But that’s a situation in which we have a vast number of things that might somewhat-plausibly turn out to be chocolate and severely limited resources. It’s not obvious that we can do better.
“But we do OK if we use one sigmoid utility function and not if we use another!”
No, we do different things depending on our utility function. That isn’t a problem; it’s what utility functions are for. And what’s “OK” depends on what the probabilities are, what your resources are, and how much you value different amounts of chocolate. Which, again, is not a problem but exactly how things should be.
But that’s a situation in which we have a vast number of things that might somewhat-plausibly turn out to be chocolate and severely limited resources. It’s not obvious that we can do better.
It could be a situation where we have very large resources and an exponentially large concept space.
No, we do different things depending on our utility function.
I think the justification for bounded utility functions might not be because they are the true utility functions, but because they avoid certain problems with utility functions that can tend to infinity. I could infinitely value infinite chocolate, and then the AI values all courses of action which have a nonzero probability of infinite chocolate (which is all of them) with infinite expected utility, and cannot make a choice.

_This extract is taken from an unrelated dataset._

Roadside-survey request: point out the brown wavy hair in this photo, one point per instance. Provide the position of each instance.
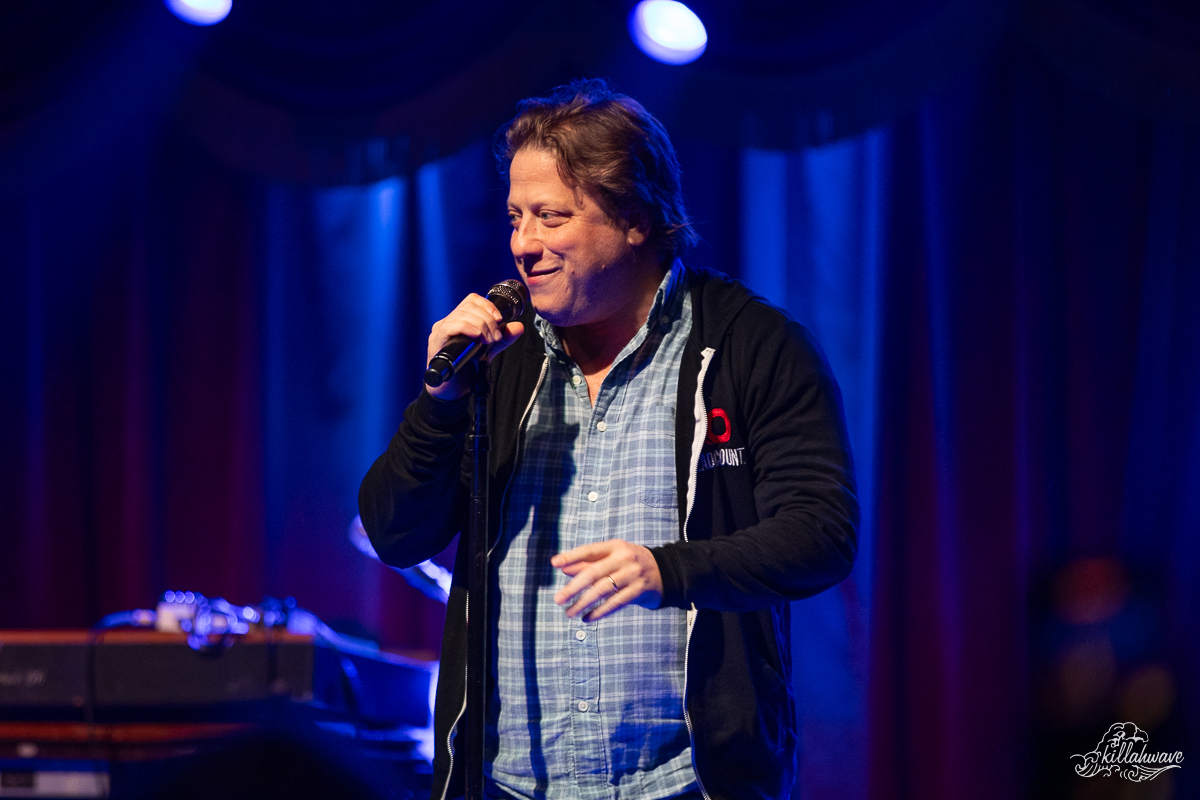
(610, 146)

In this case the question is not to get the AI to follow our utility function, but to follow one similar enough to lead to a positive outcome, while avoiding problems to do with infinity.
Perhaps the problem here is that one is bounding utility but is allowing arbitrary large concept space. If concept space is bounded by setting all probabilities < epsilon equal to zero for the purposes of utility functions, then this problem would not arise, although I suspect that this approach may cause problems of its own.
It could be a situation where we have very large resources and an exponentially large concept space.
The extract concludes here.